SIGI Misses Q3 Earnings Estimates, Ups Dividend, Okays Share Buyback

Selective Insurance Group SIGI reported third-quarter 2025 operating income of $1.75 per share, which missed the Zacks Consensus Estimate by 4.9%. The bottom line, however, increased 25% year over year.

The company’s performance in the quarter reflects solid underwriting income, lower catastrophe losses, average renewal pure price increase and lower loss and loss expenses.

Total revenues of $1.4 billion increased 8.9% from the year-ago quarter’s figure, primarily due to higher net premiums written, net premiums earned and net investment income earned.
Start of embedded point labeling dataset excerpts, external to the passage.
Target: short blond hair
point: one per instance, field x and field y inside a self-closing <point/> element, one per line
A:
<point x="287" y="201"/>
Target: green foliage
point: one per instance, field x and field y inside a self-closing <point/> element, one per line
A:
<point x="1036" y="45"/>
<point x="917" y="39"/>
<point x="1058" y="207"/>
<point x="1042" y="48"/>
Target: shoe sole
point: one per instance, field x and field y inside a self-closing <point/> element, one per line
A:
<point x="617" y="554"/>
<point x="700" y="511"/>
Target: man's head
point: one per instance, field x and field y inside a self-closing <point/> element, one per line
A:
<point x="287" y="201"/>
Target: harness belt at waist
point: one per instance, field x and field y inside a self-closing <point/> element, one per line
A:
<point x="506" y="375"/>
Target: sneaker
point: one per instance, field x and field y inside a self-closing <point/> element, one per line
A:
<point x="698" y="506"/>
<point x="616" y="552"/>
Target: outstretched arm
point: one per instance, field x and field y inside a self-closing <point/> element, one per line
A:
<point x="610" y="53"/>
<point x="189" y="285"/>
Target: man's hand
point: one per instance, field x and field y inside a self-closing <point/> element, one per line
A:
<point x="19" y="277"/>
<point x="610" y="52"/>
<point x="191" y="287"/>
The top line beat the Zacks Consensus Estimate by 0.4%.

Selective Insurance Group, Inc. Price, Consensus and EPS Surprise
Selective Insurance Group, Inc. Price, Consensus and EPS Surprise

Selective Insurance Group, Inc. price-consensus-eps-surprise-chart | Selective Insurance Group, Inc. Quote

On a year-over-year basis, net premiums written (NPW) increased 4% to $1.2 billion, driven by renewal pure price increases. Average renewal pure price contracted 90 basis points year over year to 9.6%. Our estimate for NPW was $1.3 billion.
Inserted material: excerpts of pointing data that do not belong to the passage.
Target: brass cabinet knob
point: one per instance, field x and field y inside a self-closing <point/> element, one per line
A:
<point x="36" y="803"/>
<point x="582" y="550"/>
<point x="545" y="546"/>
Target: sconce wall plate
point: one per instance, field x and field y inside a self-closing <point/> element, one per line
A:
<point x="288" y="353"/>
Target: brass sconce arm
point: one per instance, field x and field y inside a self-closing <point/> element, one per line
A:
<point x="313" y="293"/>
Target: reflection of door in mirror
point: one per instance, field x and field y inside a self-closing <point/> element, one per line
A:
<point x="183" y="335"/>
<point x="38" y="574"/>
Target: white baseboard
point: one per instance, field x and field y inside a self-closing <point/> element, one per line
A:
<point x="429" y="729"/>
Net investment income increased 18% year over year to $110 million. 

Net catastrophe losses of $24.9 million were narrower than the year-ago loss of $148.8 million. Non-catastrophe property loss and loss expenses were $169.6 million, wider than the year-ago loss of $146.7 million.

Underwriting income of $16.7 million increased more than threefold year over year. The combined ratio of 98.6 improved 90 basis points year over year. The Zacks Consensus Estimate was 97.6.  Our estimate was also 97.6.

Total expenses increased 7.7% year over year to $1.2 billion, primarily due to higher loss and loss expense incurred. Our estimate was $1.9 billion.

Standard Commercial Lines’ NPW was up 4% year over year to $940.8 million. The premium growth reflected average renewal pure price increases of 8.9% and retention of 82%. Our estimate was $962.8 million. 

The combined ratio deteriorated 190 basis points (bps) to 101.1. The Zacks Consensus Estimate was 98.9 and our estimate was 97.

Standard Personal Lines’ NPW decreased 6% year over year to $104.2 million due to deliberate profit improvement actions. New business decreased 20%, while renewal pure price was 16% and retention was 79%. The figure was lower than our estimate of $120.1 million. 

The combined ratio improved 1200 bps on a year-over-year basis to 110.1. The Zacks Consensus Estimate was pegged at 99.3, while our estimate was 124.8.

Excess & Surplus Lines’ NPW was up 14% year over year to $162.9 million, driven by average renewal pure price increases of 8.3%. Our estimate was $180.6 million. 

The combined ratio improved 700 bps to 76.2. The Zacks Consensus Estimate was pegged at 88.7, while our estimate was 83.5.